COVID-19: infortunio o malattia?

Di questi tempi, sempre più spesso, datori di lavoro e lavoratori si sono trovati a doversi rapportare con questo quesito: il caso di un dipendente positivo andrà trattato come infortunio o come malattia?

L’INAIL, tramite la nota del 17 marzo 2020, ha chiarito che si tratta di infortunio sul lavoro (non malattia professionale, come sottolineato dall’Istituto stesso) quando l’infezione derivi da “causa virulenta”, ossia quando sia accertato il nesso causale tra prestazione di lavoro e “positivizzazione” del dipendente.

Dimostrare tale nesso causale è certamente un’ardua pratica poiché, anche nel caso in cui ci fossero due lavoratori positivi nello stesso ufficio, anche se gli stessi lavorassero tutta la giornata lavorativa l’uno di fronte all’altro, non sarebbe in ogni caso possibile dimostrare una causalità diretta tra stato morboso e prestazione lavorativa, in quanto entrambi potrebbero essere entrati in contatto con il virus in un qualsiasi altro momento o luogo che avessero frequentato (supermercato, scuola del figlio, casa propria, ecc.).

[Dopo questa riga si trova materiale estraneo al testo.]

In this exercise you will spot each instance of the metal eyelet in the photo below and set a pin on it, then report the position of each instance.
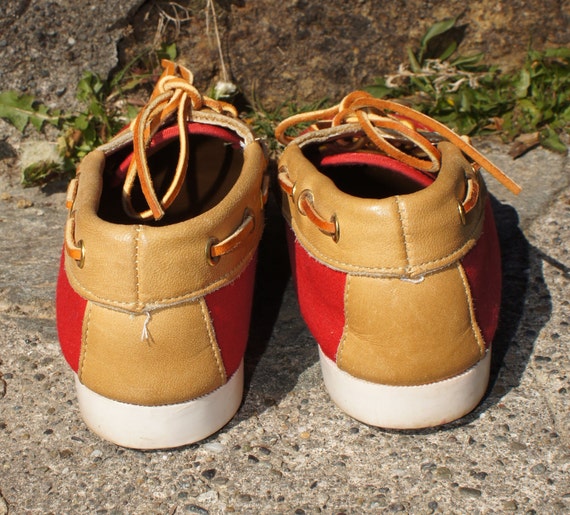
(304, 194)
(212, 260)
(336, 235)
(461, 211)
(81, 261)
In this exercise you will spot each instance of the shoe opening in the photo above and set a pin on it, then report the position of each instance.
(367, 174)
(215, 161)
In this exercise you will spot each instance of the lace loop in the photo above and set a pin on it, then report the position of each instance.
(384, 122)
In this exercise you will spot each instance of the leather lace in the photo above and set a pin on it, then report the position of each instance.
(174, 92)
(387, 124)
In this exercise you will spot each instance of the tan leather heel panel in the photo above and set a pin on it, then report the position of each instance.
(401, 333)
(404, 235)
(168, 358)
(136, 267)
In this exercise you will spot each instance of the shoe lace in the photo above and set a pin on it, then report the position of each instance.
(387, 124)
(391, 128)
(174, 93)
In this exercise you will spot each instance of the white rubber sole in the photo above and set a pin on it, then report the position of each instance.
(160, 427)
(406, 407)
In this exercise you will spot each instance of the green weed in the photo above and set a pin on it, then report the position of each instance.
(107, 106)
(474, 98)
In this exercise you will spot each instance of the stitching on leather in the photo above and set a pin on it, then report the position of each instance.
(342, 342)
(138, 229)
(85, 339)
(456, 254)
(165, 302)
(472, 320)
(213, 341)
(403, 216)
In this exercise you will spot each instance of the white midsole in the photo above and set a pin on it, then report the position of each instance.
(406, 407)
(160, 427)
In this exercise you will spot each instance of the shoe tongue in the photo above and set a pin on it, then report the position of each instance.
(170, 134)
(419, 177)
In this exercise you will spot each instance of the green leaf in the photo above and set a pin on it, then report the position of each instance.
(414, 63)
(464, 61)
(20, 110)
(448, 51)
(550, 139)
(436, 29)
(523, 83)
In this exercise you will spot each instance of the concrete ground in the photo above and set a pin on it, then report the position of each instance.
(289, 449)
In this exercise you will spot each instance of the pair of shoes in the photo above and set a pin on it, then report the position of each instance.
(392, 245)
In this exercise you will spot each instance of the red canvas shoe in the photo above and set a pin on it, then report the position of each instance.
(156, 282)
(396, 260)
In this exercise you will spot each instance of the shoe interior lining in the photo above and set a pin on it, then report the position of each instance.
(213, 168)
(368, 175)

L’INAIL chiarisce che ci sono dei lavoratori (il personale medico/sanitario ad esempio) per i quali vige una sorta di presunzione specifica, atta a dirimere i dubbi in merito alla contrazione del virus avvenuta in occasione dello svolgimento della prestazione lavorativa.

Tali lavorazioni sono contenute all’interno della circolare INAIL n. 13 del 3 aprile 2020.

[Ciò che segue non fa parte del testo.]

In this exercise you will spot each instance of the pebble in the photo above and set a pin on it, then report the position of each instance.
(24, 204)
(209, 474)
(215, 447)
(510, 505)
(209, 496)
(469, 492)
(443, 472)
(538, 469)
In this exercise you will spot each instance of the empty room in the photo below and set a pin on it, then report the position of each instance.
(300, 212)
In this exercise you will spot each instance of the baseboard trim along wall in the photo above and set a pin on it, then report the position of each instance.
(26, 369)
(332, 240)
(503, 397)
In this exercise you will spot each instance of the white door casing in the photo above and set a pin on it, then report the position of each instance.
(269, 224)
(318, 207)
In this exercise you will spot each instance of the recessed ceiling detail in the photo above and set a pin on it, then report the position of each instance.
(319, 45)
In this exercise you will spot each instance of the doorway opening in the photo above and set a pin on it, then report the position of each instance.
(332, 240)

Un possibile problema si riscontra nella natura della comunicazione di infortunio che infatti ha delle rigide tempistiche entro le quali è necessario che venga effettuata (due giorni dal ricevimento degli estremi del certificato superati i quali si è passibili di sanzione).

In alternativa all’infortunio, il cosiddetto “Decreto Cura Italia” (articolo 26, comma 1, decreto-legge 17 marzo 2020, n. 18, convertito, con modificazioni, dalla legge 24 aprile 2020, n. 27) riconosce ai lavoratori malati COVID una tutela anche senza dover dimostrare che l’infezione è avvenuta sul luogo di lavoro.

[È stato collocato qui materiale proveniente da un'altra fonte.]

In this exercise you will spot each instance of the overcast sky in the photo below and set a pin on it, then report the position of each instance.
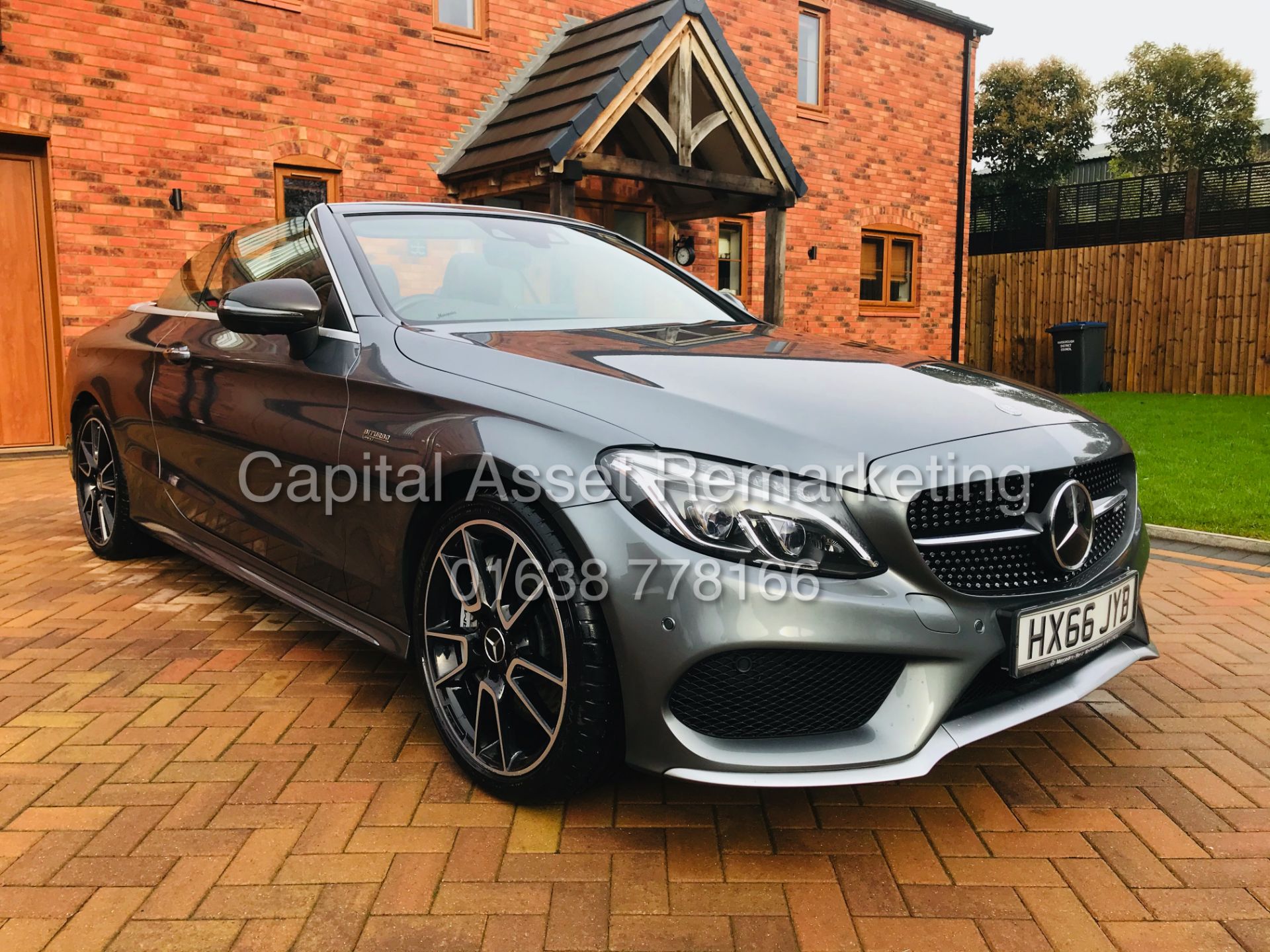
(1097, 34)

Tale tutela è riconosciuta tramite l’INPS, il quale copre i lavoratori contagiati o i lavoratori ai quali sia stato imposto dall’ASL l’isolamento (per essere entrati in contatto con un soggetto positivo ad esempio) attraverso la tutela previdenziale della malattia.

Infatti, in questo caso, l’unico obbligo che sussiste è quello in capo al dipendente che dovrà contattare il proprio medico di base e farsi rilasciare apposito certificato medico.

Attenzione però.

L’INPS ha specificato che per i soggetti in isolamento, i soggetti positivi al COVID-19 ma asintomatici o comunque soggetti in grado di lavorare, che prestino la propria attività lavorativa da casa (smart working), non è previsto il riconoscimento della malattia (messaggio INPS n. 3653/2020).